Menariknya, di Xayaburi, tiga area perumahan—kamp pekerja, area pemukiman kembali, dan kota Xayaburi—mencerminkan bagaimana pembangunan bendungan ini sangat mempengaruhi masyarakat dengan berbagai cara. Dari sisa-sisa kamp pekerja sementara yang tidak lagi berfungsi apa pun, hingga rumah warna-warni di kota Xayaburi, penduduk di Cekungan Mekong terus mengalami ketidakpastian ekonomi akibat kesehatan ekosistem sungai yang tidak stabil. Sayangnya, desa-desa yang menjalani pemukiman kembali, yang mata pencahariannya dipertaruhkan, menjadi lebih rentan secara sosial dan ekonomi.

Saya di sini bukan untuk mendefinisikan baik atau buruknya dari bendungan ini. Saya tahu Asia Tenggara haus akan lebih banyak listrik, perubahan tidak bisa dihindari, tetapi dialog antara lanskap, bendungan, dan komunitas yang terkena dampaknya pun perlu ditingkatkan. Sebagai seorang seniman, saya ingin menyampaikan kesadaran tentang isu lintas batas Cekungan Mekong. Kita perlu menyadari bahwa demi pembangunan bendungan yang melayani gaya hidup kita ini, dibutuhkan mobilisasi besar-besaran dari modal, tenaga kerja, hingga sumber daya, yang datang dengan konsekuensi yang signifikan, baik yang diinginkan maupun yang tidak.
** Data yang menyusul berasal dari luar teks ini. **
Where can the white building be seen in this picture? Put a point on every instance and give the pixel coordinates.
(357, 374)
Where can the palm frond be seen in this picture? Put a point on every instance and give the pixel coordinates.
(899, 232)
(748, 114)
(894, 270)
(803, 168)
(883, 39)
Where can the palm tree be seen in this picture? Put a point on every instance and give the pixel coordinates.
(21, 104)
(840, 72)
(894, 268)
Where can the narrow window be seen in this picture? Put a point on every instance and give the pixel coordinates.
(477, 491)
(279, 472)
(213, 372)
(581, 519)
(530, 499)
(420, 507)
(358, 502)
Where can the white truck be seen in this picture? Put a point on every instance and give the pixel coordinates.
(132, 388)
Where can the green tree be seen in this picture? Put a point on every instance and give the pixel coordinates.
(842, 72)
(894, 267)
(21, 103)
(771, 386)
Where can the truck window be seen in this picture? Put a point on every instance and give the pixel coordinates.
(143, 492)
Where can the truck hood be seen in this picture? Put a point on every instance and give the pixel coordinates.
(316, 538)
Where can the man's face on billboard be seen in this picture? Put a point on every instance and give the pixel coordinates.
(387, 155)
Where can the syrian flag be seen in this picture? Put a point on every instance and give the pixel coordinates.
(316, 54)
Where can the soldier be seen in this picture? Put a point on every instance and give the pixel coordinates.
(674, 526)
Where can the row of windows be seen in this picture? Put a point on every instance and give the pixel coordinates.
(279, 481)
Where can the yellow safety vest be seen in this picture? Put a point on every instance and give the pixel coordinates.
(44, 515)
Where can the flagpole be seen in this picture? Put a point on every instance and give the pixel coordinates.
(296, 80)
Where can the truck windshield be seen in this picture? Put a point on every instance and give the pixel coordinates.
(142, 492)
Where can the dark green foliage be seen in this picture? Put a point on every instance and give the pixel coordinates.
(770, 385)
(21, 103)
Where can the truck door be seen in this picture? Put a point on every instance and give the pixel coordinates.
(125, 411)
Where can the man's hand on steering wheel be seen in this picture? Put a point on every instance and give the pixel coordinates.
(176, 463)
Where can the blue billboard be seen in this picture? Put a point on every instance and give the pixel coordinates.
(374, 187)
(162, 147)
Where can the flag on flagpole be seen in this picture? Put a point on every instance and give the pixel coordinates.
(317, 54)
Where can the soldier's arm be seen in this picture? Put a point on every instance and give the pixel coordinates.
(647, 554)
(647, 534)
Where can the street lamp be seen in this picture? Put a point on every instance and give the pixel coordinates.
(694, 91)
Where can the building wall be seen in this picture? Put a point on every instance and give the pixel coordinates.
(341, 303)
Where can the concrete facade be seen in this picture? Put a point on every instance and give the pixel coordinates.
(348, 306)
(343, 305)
Pendekatan artistik Wut Chalanant melibatkan penelitian ke dalam aktivitas berbasis sejarah, politik dan ekonomi dan eksplorasi fisik ruang-ruang ini di tepi pengalaman normal, dan ia mengerjakan tema tentang hubungan antara manusia dan ruang di zaman modern. Ia juga tertarik dengan ideologi perkembangan kota dan bagaimana hal itu mengubah ruang. Transformasi tanah, melalui tuntutan pergeseran ekonomi global, menciptakan kekosongan konteks dan membuka ruang untuk interpretasi baru. Untuk mencari pernyataan jejak kita, dia menangkap elemen realitas, yang kemudian direkonstruksi.